Многие обиды учинили инородцам казачьи отряды. По мирное слово, доброта вызывают в самоедах ответную отзывчивость. Есть в них разум и достоинство. Вера же в божков языческих проистекает от того, что нет веры в самого человека. Утешаю себя надеждой – когда придет сюда такая вера, многие самоеды прозреют. Иначе быть не может. Только никому не дано знать, в какие будущие времена это приключится. Ступенями же к такому прозрению всегда был и будет язык, ибо верно подмечено: язык языку ответ дает, а голова смекает. И я уже который день пишу небольшой словарик, в котором преобладают остяцкие и самоедские понятия. Пойдет за мной следом ученый натуралист, не чета мне, и не втемную, а по ниточке, на которую нанизаны инородческие слова. Тогда мои опыты к делу приспособятся.
ЗВЕЗДЫ | КОС | НУМГЫ |
ОБЛАКО | ПИЛЬЛЭНГ | ТИР |
РАДУГА | ТОРОП ЕГОЛЬ | НУМ ПАНУ |
СНЕГ | ЧОГОТ | СЫРЭ |
ЗЕМЛЯ | МЫХ | Я |
ЧЕЛОВЕК | КАСЫ | НЕНАЧЬ |
ЗДРАВСТВУЙ | ПИТЯ ВОЛА | АНИ ДАРОВО |
ОЛЕНЬ | ВЕЛИ | ТЫ |
РЫБНАЯ ЛОВЛЯ | КУЛЬВЕЛЬТА | ХАЛЕ БАЙЛОВО |
НАРТА | ЛИКАР | ХАН |
ЛОДКА | КЫРИП | АНО |
Словарик и далее буду вести.
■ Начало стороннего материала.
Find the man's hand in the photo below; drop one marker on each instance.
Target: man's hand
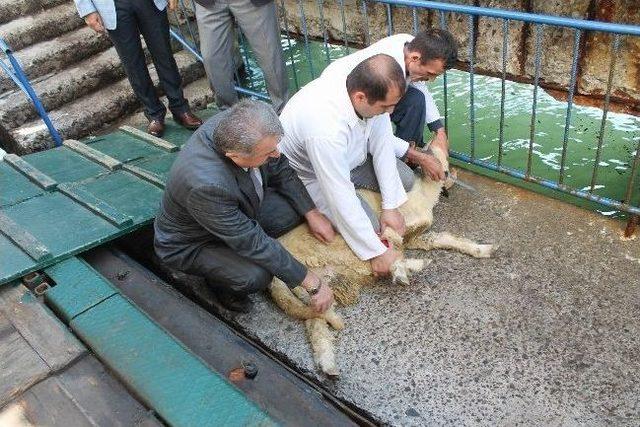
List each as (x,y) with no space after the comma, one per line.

Каждый столбец – тропочка одного народа к другому.
Вану запрятан был в укромных местах. Но вот он живехонек. Бросился ко мне. Еле отбился. Рассказал: его споили водкой, а когда опомнился, был уже далеко от Березова. Век не простил себе, когда б не вызволил остяка. Без утайки скажу – счастлив!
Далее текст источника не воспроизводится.